Muscular ventral buccal organ B

Aciculata: Eunicida: Eunicidae and Onuphidae

Eunicidae and the closely related Onuphidae include errant, mobile predators and tubicolous (tube-dwelling) scavenging species, indicating the non-phylogenetic nature of the old classification of polychaetes into Errantia and Sedentaria. The buccal organ in these taxa is entirely ventral; when well-developed projects backwards under the oesophagus as a muscular sac. The mouth is terminal unlike the ventral placement seen in Amphinomidae.

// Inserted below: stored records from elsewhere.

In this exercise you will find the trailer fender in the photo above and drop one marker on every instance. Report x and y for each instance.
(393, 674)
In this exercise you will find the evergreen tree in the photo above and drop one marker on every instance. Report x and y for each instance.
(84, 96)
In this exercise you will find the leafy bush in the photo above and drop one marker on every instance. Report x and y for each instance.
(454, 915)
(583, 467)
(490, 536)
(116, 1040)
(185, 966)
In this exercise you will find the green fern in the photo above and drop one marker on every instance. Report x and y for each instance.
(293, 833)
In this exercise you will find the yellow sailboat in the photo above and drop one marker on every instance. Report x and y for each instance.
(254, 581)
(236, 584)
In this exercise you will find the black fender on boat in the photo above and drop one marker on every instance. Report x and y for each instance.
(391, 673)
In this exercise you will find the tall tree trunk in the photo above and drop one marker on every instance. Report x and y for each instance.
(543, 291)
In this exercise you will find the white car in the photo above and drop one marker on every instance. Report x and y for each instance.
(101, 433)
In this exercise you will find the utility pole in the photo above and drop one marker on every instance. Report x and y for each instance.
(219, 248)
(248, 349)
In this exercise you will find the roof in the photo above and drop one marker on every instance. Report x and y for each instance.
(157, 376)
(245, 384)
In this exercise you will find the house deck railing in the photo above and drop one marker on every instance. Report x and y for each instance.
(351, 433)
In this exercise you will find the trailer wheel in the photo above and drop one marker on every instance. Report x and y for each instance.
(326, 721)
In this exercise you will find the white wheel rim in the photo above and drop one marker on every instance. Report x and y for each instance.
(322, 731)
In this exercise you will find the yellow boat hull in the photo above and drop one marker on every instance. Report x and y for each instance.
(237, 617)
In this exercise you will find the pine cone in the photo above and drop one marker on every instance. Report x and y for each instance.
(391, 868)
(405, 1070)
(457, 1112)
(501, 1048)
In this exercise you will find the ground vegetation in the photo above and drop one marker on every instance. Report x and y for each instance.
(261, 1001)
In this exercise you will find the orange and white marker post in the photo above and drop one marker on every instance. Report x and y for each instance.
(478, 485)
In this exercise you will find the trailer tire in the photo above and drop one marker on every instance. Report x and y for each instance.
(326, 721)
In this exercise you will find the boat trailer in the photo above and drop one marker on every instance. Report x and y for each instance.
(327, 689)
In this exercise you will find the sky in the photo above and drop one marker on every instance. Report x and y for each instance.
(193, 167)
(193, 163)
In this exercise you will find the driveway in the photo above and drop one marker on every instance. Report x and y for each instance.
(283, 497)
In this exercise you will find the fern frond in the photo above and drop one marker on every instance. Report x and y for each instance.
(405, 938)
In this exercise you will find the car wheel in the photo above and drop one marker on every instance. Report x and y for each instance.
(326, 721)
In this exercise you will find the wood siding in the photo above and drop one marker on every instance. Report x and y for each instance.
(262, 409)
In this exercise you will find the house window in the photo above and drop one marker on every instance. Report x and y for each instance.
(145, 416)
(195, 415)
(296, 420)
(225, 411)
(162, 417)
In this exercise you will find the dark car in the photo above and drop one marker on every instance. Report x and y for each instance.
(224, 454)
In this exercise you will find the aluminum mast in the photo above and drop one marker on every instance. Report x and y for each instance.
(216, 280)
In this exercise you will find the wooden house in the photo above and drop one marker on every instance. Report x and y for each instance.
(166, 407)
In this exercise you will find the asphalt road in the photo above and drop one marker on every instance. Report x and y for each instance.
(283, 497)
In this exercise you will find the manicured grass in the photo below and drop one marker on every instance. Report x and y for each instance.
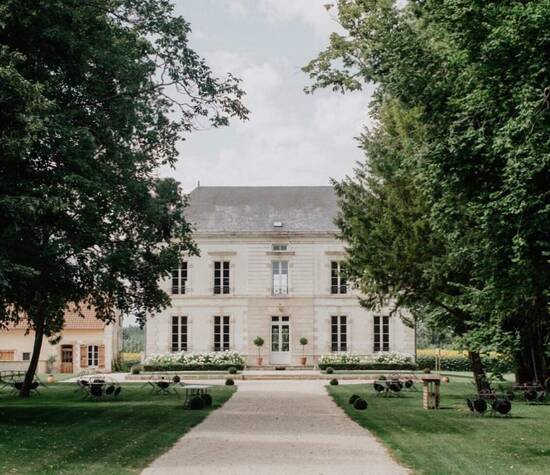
(57, 432)
(450, 441)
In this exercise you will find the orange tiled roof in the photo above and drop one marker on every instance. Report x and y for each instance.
(73, 321)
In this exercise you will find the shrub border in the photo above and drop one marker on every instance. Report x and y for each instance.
(183, 367)
(368, 366)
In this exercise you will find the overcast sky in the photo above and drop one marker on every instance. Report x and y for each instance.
(290, 138)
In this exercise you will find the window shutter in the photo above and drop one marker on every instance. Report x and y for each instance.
(101, 349)
(83, 356)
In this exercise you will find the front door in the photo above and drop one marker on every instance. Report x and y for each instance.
(66, 359)
(280, 340)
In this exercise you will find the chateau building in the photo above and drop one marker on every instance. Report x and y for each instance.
(270, 266)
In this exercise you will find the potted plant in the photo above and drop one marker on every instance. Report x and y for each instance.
(303, 358)
(259, 342)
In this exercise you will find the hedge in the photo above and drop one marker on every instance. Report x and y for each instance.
(369, 366)
(462, 363)
(181, 367)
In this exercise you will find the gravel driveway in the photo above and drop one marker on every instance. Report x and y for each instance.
(277, 427)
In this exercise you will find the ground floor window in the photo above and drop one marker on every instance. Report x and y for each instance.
(221, 333)
(179, 333)
(339, 333)
(7, 355)
(93, 355)
(381, 333)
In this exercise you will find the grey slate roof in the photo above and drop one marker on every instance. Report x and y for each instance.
(254, 209)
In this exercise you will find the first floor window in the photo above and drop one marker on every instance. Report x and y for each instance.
(179, 279)
(221, 277)
(339, 333)
(280, 277)
(338, 281)
(179, 333)
(93, 355)
(381, 333)
(221, 333)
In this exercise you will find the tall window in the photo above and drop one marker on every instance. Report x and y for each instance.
(179, 333)
(381, 333)
(339, 333)
(338, 281)
(93, 355)
(179, 279)
(221, 333)
(221, 277)
(280, 277)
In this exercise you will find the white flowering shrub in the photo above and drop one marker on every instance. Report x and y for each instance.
(339, 358)
(213, 358)
(390, 358)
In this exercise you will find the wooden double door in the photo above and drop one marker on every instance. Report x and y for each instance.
(66, 359)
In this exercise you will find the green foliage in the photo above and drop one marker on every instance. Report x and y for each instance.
(462, 363)
(133, 339)
(196, 403)
(195, 367)
(368, 366)
(456, 181)
(94, 98)
(353, 398)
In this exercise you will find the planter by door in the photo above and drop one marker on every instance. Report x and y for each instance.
(280, 340)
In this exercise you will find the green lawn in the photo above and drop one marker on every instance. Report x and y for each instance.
(450, 441)
(59, 433)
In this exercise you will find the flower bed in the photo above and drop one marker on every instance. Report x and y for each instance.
(457, 361)
(183, 361)
(379, 361)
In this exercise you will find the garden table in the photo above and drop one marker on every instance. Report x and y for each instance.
(192, 390)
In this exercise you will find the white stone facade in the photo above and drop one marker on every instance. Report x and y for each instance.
(251, 304)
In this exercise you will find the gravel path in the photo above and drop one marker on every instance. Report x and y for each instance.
(277, 427)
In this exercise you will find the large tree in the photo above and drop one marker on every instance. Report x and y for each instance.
(477, 73)
(93, 99)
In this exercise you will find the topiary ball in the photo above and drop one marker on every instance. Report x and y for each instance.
(207, 399)
(196, 403)
(353, 398)
(360, 404)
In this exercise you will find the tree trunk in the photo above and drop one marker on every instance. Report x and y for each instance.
(33, 363)
(479, 371)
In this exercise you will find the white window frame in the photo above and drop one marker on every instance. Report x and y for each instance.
(93, 356)
(179, 323)
(279, 277)
(221, 324)
(224, 286)
(342, 322)
(338, 282)
(179, 279)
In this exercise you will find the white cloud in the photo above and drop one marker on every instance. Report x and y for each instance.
(311, 13)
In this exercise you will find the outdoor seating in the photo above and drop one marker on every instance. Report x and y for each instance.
(98, 388)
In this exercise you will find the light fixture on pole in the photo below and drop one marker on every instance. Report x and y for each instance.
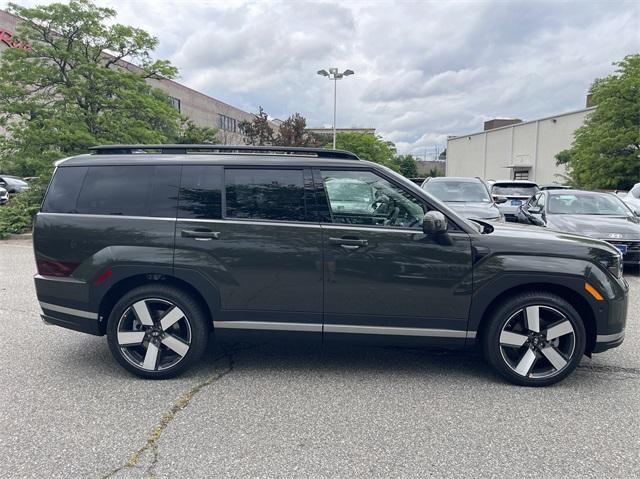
(335, 75)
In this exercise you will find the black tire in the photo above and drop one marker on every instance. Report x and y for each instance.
(188, 334)
(551, 360)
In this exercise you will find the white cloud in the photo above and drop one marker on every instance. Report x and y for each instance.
(423, 70)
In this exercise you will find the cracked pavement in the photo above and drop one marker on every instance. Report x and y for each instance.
(297, 410)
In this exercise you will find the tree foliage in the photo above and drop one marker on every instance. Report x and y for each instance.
(70, 89)
(257, 132)
(293, 132)
(606, 149)
(368, 147)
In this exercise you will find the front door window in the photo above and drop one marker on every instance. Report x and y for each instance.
(364, 198)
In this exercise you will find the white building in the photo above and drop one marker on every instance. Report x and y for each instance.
(521, 150)
(202, 109)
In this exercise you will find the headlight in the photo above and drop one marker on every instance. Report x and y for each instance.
(614, 265)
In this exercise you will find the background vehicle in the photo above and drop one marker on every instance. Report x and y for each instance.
(597, 215)
(156, 250)
(516, 192)
(13, 184)
(554, 187)
(467, 196)
(632, 198)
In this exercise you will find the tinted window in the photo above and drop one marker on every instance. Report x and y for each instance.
(63, 191)
(200, 192)
(364, 198)
(265, 194)
(130, 190)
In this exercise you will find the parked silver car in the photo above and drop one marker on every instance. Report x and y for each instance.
(516, 192)
(13, 184)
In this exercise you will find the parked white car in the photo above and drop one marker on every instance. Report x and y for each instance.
(633, 197)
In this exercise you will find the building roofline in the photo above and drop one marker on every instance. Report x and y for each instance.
(126, 64)
(515, 125)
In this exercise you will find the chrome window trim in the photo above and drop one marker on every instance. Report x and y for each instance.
(88, 215)
(70, 311)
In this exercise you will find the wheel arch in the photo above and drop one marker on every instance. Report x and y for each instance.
(576, 300)
(118, 289)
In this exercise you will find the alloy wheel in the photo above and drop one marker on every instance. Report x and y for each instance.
(154, 334)
(537, 342)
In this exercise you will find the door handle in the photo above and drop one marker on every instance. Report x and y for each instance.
(349, 243)
(200, 235)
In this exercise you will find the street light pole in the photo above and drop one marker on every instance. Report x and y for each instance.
(335, 75)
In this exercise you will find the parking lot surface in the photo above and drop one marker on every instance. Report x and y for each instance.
(294, 410)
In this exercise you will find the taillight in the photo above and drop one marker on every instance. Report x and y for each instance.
(55, 268)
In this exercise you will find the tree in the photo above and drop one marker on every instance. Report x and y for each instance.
(292, 132)
(606, 150)
(406, 165)
(257, 132)
(69, 89)
(368, 147)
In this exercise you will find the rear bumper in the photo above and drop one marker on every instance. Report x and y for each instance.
(82, 325)
(65, 302)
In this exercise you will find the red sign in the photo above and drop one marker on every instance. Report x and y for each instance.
(6, 37)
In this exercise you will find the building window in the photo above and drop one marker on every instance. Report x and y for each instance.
(175, 102)
(521, 173)
(227, 123)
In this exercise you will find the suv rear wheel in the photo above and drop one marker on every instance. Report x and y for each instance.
(157, 331)
(534, 339)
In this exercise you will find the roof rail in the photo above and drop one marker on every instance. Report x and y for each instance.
(221, 149)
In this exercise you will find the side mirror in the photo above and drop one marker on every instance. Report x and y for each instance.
(434, 223)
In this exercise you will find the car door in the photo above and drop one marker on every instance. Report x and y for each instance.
(383, 276)
(246, 230)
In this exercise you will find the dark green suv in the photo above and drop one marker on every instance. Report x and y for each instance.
(159, 246)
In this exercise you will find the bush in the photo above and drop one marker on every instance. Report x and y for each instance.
(17, 215)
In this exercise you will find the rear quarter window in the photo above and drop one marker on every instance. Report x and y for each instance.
(145, 190)
(63, 190)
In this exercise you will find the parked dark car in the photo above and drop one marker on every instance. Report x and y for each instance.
(516, 192)
(597, 215)
(159, 249)
(13, 184)
(467, 196)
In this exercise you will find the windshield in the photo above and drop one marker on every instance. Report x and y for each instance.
(458, 191)
(586, 204)
(514, 190)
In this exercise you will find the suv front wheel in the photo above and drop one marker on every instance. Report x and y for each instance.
(534, 339)
(157, 331)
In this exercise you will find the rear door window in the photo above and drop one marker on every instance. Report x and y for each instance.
(201, 192)
(63, 191)
(145, 190)
(266, 194)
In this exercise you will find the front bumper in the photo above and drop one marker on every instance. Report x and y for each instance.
(611, 333)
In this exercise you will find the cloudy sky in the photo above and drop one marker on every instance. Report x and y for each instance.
(424, 70)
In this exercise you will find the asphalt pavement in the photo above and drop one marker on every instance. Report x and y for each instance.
(67, 410)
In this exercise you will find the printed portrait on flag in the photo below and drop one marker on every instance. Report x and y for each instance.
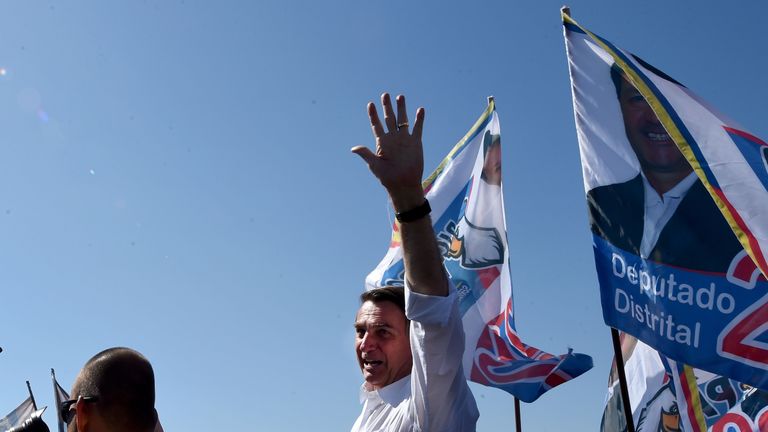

The proboscis has protractor and retractor muscles attached to it. A jaw apparatus present; this consists of a dorsal series (maxillae) of which the larger, at least, are joined in the midline to the other side.Ventral jaws on the floor of proboscis are known as mandibles.The maxillae are hardened and specialized parts of the edges of lateral folds projecting into the cavity of proboscis. The maxillary apparatus is constantly renewed. The chief variation is in the dental armature although the extent of the musculature also varies. The length of the proboscis very variable and reflects the length of the maxillary carriers or basal plates to which the main muscles are attached.

Eunicidae

Very elongated errant, burrowing and tubiculous polychaetes. Prostomium lacking appendages or with 1 to 3 antennae and usually a pair of palps that resemble antennae. Sometimes with a pair of tentacular cirri on segment 2. Parapodia uniramous, the notopodium being represented by a branchia (gill) and a dorsal cirrus. Sometimes the dorsal acicula is present (in addition to the ventral), giving the sesquiramous condition (i.e. one and half rami). Setae simple or composite. The proboscis, when well developed, extends backwards as a muscular sac under the oesophagus and armed with dorsal maxillae and ventral mandibles.

Onuphidae

Prostomium with 3 antennae and a pair of palps that resemble antennae.. Notopodium again represented by dorsal cirrus and branchiae but often supported by acicula. Australonuphis. Australonuphis teres, one of the the Australian Beach Worms, is a carnivore and scavenger and one of the largest annelids, reaching more than a metre in length with hundreds of segments. The head and first few segments are of typical errant form but from about trunk segment 6 posteriorly the parapodia are dorsolateral and leave between them a middorsal channel along which a respiratory and cleansing water current flows, these segments remaining in the burrow in the sand when the anterior segments are protruded for feeding. Diopatra is an onuphid that lives in a tube composed of shell fragments cemented by a fibrous organic secretion. The dorsal cirri of the parapodia are digitate and the branchiae are spiral and enlarged relative to those of Australonuphis.